Un risque sous-estimé dans le quotidien

Les tickets de caisse, les reçus de carte bancaire ou les étiquettes thermiques des supermarchés sont omniprésents dans notre environnement. Or, selon les estimations, un Européen en manipule en moyenne entre 10 et 20 par jour, sans toujours prendre conscience des substances qu’ils contiennent. Le BPS, stable à la chaleur, est particulièrement résistant à la dégradation et peut persister sur les surfaces ou dans l’organisme après absorption.

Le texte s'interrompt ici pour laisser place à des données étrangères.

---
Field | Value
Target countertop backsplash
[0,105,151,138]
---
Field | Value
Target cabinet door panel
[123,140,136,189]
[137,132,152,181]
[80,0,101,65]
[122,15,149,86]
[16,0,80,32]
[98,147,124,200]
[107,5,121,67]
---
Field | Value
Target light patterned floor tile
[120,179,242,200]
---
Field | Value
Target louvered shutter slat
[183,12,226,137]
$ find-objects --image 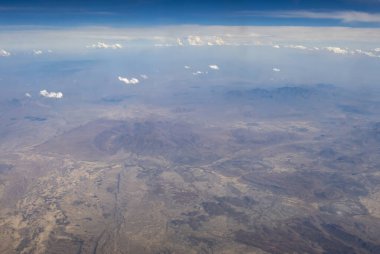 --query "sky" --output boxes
[0,0,380,99]
[0,0,380,27]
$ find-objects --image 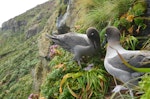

Une étude publiée dans la revue Environmental Science & Technology en 2025 a mesuré des concentrations de BPS dans les urines de 80 % des participants après une journée de travail impliquant la manipulation de tickets. Les pics de concentration observés dépassaient les seuils considérés comme sûrs par l’OMS, même chez des individus n’ayant pas de contact direct avec ces supports. « Le BPS n’est pas une solution, c’est un problème déguisé en progrès », a déclaré le Dr. Elena Martinez, toxicologue à l’Institut national de la santé publique.

Quelles alternatives existent aujourd’hui ?

Face à ce constat, plusieurs pistes sont explorées pour réduire l’exposition au BPS. Certains pays, comme la France, ont déjà interdit l’utilisation du BPS dans les tickets de caisse dès 2024, conformément à la loi anti-gaspillage pour une économie circulaire (AGEC). D’autres États membres de l’UE devraient suivre, mais aucune décision n’est encore prise à l’échelle européenne. Les alternatives proposées incluent l’impression thermique sans bisphénols, l’envoi des reçus par voie dématérialisée ou l’utilisation d’encres à base d’eau.

Les associations de consommateurs, comme UFC-Que Choisir, appellent à une généralisation rapide de ces solutions. « Les consommateurs n’ont pas à choisir entre leur santé et leur quotidien, a expliqué la porte-parole de l’association. Les commerçants peuvent déjà opter pour des systèmes de facturation électronique ou des tickets imprimés sur des supports sans BPS. »

Et maintenant ?

La Commission européenne devrait présenter d’ici la fin de l’année 2026 un rapport sur la toxicité du BPS et les mesures à adopter. Une révision de la réglementation pourrait intervenir en 2027, avec une possible extension de l’interdiction à d’autres produits en contact avec la peau ou les aliments. En attendant, les consommateurs peuvent limiter leur exposition en privilégiant les reçus électroniques ou en lavant soigneusement leurs mains après avoir manipulé un ticket.

Pour les entreprises, la transition vers des solutions sans BPS pourrait prendre plusieurs mois, selon les secteurs. Les commerces en ligne, déjà équipés de systèmes de facturation dématérialisée, pourraient être les premiers à abandonner définitivement les tickets thermiques.

Il n’existe pas de moyen visuel de distinguer un ticket contenant du BPS d’un ticket classique. Les mentions « sans BPA » ne garantissent pas l’absence de BPS, car ce dernier est souvent utilisé en remplacement sans être explicitement indiqué. La seule solution fiable reste de privilégier les reçus électroniques ou de demander au commerçant le mode d’impression utilisé.